Soil organic carbon stock

SOC (soil organic carbon) stock is calculated value that can be expressed in different units across various spatial scales. It can be as in total mass per region (global, country) or as density per area unit (Mg ha-1, kg m-2). In large-scale studies SOC stock is most commonly calculated and harmonized to fixed depth as 0-20 cm, 0-30 cm, 0-100 cm or 0-200 cm. In some cases site/soil-specific depth is used. You need carefully consider all these aspects in comparing results of different studies.

Common SOC stock units across different spatial scales
Scale Unit Examples
Global Pg (petagram = billion tons)

680 Pg (0-30 cm), map

Region, country Pg, Tg (teragram = million tons), ...
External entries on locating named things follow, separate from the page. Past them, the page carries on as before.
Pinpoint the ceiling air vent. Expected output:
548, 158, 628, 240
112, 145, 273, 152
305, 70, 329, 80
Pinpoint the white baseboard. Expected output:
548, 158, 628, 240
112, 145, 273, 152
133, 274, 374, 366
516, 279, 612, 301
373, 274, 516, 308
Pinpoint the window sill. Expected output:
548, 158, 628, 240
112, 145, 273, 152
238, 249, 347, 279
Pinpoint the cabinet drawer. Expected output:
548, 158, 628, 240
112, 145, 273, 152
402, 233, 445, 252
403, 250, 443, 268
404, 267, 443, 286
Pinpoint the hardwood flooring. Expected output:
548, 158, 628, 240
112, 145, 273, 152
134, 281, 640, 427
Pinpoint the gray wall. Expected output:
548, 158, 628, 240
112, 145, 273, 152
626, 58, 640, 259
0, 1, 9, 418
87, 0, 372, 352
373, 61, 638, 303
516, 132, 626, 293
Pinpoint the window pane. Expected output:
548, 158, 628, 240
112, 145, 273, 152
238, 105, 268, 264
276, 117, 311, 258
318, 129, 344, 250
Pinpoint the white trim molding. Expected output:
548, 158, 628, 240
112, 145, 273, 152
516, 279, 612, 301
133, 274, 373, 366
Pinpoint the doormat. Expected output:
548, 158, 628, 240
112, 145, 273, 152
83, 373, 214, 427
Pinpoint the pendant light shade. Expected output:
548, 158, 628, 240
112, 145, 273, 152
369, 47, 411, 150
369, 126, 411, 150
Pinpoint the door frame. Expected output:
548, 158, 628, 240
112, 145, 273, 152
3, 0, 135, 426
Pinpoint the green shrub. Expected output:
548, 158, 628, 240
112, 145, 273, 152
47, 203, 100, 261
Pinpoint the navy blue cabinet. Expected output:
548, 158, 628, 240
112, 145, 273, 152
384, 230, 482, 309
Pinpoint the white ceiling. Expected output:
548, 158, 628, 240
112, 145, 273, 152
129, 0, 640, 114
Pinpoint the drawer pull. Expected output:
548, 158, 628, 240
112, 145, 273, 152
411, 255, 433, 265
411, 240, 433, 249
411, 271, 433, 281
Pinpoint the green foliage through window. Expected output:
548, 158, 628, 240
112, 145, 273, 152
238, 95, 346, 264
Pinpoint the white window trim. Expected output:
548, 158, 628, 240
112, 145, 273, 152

17.6 Pg in EU agricultural soils (0-30 cm)

242 Tg  in Estonian mineral soils (topsoil)

Landscape, farm, field, soil or forest type, etc

Tg, Mg (megagram = ton)

Mg ha-1 = t ha-1

176 Tg in Estonian forest soils (topsoil)

77 Mg ha-1 (topsoil weighted mean for all forest site types)

Plot, soil profile Mg ha-1, kg m-2

48.5 Mg ha-1 or 4.85 kg m-2 (arable soil in field experiment, 0-25 cm)


SOC stock estimates are related to high uncertainties, especially when generalized and upscaled to larger regional and global scales. In recent years several guidelines and updated global SOC map has been composed by country-driven mapping approach (read more).

Plot and soil profile level measurements are typically basis for SOC stock calculations with following general formula:

SOC stock = SOC concentration * soil bulk density * coefficient of fine fraction * soil volume (layer depth*area)

SOC concentration (%) estimation can be made by several classical (wet digestion, dry combustion) or spectroscopic methods (read more).

Soil bulk density (g cm-3) is weight of dry soil divided by the total soil volume. Its measured typically by core method or estimated as function of SOM/SOC concentration (read more).

Coefficient of fine fraction (>0...1) shows proportion of soil particles smaller than 2 mm in diameter from total soil volume. If coarse fragments (gravel, stones) are 15% of soil volume then factor 0.85 must be used in SOC stock calculation formula.

SOC stock is always calculate value and every part in formula includes uncertainties starting from field work (sampling methods, depth etc), laboratory analysis of SOC concentration up to modelling and up-scaling approcahes if generalized to landscape wider scales. The distribution of SOC is very heterogeneous and is strongly dependant on soil type, land use and climatic conditions.